/dbmigrator

Powerful SQL migration toolkit for Rust

Primary LanguageRustApache License 2.0Apache-2.0

Powerful SQL migration toolkit for Rust.

crates.io Docs.rs MIT licensed

Usage

  • Add dbmigrator to your Cargo.toml dependencies with the selected driver as feature eg: dbmigrator = { version = "0.8", features = ["tokio_postgres"]}
  • Migrations can be defined in .sql files.

Intoduction

DBMigrator is a database schema change management solution that enables you to revise and release database changes faster and safer from development to production.

Recipes

Recipe is the basic unit of change in DBMigrator. It is a simple SQL script executed in a transaction.

We distinguish four kinds of recipes:

  • baseline - A consolidated SQL script independently creating a specific version of the database.
  • upgrade - The smallest unit of change, migrating the DB schema one version forward.
  • revert - A special fix script to roll back erroneous upgrade recipes that need to be and can be reverted.
  • fixup - Also a fix script that can attempt to repair an erroneously issued upgrade recipe. Sometimes it is not possible to reverse the action of an erroneously issued migration. This kind of recipe can, however, introduce some corrective actions.

We do not foresee creating pairs of do and undo scripts because it is usually not possible to roll back applied migrations. Undo scripts are typically not eagerly maintained by developers, are usually untested, and are just a source of additional problems.

Each recipe is identified by a version and a name.

We must choose a version sorting algorithm because recipes need to be arranged in an unambiguous order. Two version comparators are available:

  • Simple compare assumes that the version should be fixed length to avoid problems with comparing numeric parts.
  • Version compare allows naming files according to semver, but most file tools will not be able to present them in the correct order.

If not necessary, it is better to use simple_compare and try to use versions with a uniform number of characters.

Recipes have the following metadata:

Field Description Example
version Unique and sortable. 20241106-1231, 000001, 1.2.0-001
name Name of the recipe.
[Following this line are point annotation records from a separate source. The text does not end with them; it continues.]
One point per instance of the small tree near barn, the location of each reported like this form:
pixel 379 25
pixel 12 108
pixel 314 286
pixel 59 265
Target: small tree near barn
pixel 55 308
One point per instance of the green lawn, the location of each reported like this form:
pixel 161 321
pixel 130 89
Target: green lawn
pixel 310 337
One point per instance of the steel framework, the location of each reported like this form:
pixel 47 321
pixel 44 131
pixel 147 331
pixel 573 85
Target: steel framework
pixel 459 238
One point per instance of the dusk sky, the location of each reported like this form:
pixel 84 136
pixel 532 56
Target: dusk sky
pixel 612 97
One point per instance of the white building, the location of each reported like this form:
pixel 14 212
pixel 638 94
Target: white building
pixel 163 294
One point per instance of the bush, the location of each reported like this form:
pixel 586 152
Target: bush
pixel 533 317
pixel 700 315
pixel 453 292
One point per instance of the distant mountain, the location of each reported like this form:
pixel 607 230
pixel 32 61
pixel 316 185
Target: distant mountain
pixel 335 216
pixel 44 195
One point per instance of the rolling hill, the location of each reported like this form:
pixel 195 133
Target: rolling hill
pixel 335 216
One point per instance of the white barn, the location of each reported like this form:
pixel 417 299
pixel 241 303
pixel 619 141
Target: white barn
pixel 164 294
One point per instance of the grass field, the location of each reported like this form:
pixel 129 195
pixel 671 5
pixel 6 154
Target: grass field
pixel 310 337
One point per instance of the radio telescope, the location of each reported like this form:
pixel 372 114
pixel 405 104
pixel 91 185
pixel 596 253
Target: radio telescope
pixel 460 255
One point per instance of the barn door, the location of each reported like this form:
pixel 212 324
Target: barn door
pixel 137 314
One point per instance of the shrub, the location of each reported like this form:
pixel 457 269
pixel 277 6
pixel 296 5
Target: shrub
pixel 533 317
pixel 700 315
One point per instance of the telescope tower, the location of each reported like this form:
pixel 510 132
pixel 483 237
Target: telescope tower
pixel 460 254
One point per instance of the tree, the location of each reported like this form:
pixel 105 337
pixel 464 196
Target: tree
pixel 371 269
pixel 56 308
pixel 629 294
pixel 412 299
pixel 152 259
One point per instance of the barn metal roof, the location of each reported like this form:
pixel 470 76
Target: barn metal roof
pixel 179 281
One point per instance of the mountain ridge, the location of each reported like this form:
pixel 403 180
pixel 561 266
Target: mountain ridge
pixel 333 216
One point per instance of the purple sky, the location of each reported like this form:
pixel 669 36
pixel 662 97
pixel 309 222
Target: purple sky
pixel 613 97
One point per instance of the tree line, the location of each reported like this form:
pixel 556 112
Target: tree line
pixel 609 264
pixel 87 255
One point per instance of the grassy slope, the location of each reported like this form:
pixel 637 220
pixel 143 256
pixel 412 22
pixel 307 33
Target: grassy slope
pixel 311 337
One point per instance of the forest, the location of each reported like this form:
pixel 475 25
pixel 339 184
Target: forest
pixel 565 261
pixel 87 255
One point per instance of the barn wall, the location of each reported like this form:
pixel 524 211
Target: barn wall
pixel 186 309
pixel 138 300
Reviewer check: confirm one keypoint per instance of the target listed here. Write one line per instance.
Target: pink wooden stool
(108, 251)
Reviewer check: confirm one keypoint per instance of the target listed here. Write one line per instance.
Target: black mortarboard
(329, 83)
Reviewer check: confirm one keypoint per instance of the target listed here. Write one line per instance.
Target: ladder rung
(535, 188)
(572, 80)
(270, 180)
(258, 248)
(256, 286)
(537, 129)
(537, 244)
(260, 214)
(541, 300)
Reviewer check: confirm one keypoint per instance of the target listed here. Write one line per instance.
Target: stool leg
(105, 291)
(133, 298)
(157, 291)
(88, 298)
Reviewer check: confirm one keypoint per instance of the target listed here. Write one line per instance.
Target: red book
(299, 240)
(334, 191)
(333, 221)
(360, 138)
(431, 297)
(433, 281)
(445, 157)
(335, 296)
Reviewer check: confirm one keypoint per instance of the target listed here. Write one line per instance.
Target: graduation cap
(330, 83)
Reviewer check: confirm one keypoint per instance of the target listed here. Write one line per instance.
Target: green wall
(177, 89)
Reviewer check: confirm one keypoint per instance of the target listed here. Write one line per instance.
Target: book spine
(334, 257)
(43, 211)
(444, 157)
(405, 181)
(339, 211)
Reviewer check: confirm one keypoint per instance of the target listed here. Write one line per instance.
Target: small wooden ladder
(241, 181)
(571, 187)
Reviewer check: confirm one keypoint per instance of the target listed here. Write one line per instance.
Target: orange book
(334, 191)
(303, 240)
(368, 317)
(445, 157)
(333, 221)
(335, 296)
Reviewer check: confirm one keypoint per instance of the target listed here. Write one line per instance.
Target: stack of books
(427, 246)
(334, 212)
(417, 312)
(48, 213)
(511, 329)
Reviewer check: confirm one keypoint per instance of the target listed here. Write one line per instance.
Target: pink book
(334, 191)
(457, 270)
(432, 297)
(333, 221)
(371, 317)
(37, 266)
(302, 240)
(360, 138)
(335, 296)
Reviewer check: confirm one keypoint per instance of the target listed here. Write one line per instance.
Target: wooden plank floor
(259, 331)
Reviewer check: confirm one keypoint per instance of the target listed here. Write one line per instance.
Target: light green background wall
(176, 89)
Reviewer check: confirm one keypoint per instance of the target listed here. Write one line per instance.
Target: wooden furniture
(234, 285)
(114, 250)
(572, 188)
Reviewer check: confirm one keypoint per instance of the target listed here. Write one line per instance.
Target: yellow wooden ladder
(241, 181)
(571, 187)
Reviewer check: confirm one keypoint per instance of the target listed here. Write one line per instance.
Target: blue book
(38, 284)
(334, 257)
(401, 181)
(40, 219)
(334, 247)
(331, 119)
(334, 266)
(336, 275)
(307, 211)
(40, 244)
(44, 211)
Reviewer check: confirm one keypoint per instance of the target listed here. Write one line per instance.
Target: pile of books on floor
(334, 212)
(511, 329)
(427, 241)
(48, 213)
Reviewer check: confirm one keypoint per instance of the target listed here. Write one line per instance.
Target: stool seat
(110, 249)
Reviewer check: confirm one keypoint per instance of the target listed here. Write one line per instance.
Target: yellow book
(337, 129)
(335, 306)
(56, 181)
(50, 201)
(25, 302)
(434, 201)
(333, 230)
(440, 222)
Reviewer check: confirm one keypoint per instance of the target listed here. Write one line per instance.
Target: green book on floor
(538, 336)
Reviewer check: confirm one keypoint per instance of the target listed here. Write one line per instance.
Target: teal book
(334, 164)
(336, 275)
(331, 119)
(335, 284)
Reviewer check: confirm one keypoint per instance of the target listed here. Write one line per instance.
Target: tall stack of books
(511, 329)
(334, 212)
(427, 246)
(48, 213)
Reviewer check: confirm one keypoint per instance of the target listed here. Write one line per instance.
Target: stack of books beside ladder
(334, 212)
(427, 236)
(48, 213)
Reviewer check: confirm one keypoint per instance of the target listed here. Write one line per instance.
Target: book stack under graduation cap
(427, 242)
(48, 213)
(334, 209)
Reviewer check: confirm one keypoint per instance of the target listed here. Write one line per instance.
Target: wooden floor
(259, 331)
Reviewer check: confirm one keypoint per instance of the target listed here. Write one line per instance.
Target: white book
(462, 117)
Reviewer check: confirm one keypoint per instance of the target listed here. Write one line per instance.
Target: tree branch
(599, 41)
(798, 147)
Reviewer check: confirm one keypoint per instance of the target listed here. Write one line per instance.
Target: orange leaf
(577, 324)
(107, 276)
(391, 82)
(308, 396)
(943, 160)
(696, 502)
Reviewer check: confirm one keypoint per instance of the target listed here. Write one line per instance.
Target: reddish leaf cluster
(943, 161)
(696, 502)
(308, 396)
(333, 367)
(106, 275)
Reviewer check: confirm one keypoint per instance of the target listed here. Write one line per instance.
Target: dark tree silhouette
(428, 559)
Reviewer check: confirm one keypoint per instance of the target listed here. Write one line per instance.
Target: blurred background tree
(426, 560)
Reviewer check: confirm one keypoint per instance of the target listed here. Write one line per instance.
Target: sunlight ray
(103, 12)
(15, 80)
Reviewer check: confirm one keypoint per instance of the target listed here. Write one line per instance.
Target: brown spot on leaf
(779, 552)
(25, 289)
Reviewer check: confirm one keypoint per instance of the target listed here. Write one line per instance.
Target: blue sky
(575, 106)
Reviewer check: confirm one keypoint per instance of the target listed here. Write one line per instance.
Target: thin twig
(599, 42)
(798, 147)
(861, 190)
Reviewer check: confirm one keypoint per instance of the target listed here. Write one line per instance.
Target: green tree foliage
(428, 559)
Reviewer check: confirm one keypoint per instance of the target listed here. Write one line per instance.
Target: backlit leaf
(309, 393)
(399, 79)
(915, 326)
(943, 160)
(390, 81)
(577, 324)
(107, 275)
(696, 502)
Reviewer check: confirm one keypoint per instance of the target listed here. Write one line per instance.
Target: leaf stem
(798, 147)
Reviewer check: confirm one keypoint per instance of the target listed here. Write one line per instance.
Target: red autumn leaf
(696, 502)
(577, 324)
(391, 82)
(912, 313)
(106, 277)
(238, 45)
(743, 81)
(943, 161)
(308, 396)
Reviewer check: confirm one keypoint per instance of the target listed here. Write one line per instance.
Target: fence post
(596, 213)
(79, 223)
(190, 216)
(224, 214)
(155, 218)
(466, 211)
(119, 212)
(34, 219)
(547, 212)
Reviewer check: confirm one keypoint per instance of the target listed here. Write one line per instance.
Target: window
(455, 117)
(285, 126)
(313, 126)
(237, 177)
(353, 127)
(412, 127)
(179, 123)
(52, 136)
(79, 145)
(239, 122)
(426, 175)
Recommended. create_table_customer, baseline, up, revert
checksum SHA2-256 of SQL file 128 chars of lowercase hex.
kind Type of recipe. Detected from name usually. baseline, upgrade, revert, fixup
old_checksum Checksum of recipe to fix. Required for revert and fixup. You can use full checksum or only first 8 chars of hex.
maximum_version Maximum version of current DB, when fix can be applied.
new_version For fixup. The old changelog entry will be replaced with this.
new_name For fixup. The old changelog entry will be replaced with this.
new_checksum For fixup. The old changelog entry will be replaced with this. You have to put all 128 chars.

All metadata can be stored in the SQL file as first comments:

-- old_checksum: ab3c3ade
-- maximum_version: 20241106-2359

DROP TABLE IF EXISTS customer;

Changelog

Changes are stored in a changelog table. It is a simple table with the following columns:

Name Type Description
log_id integer NOT NULL Unique serial and primary key
version varchar(255) NOT NULL Version
name varchar(255) Name of the recipe
kind varchar(10) NOT NULL Type of recipe (baseline, upgrade, revert, fixup)
checksum varchar(255) SHA2-256 of recipe (NULL for revert)
applied_by varchar(255) Application/user/etc which/who applied the recipe
start_ts timestamptz When the recipe applaying was started
finish_ts timestamptz When the recipe applaying was finished
revert_ts timestamptz When the recipe was reverted

log_id is plain integer, not database serial. DBMigrator automatically increments it from 1.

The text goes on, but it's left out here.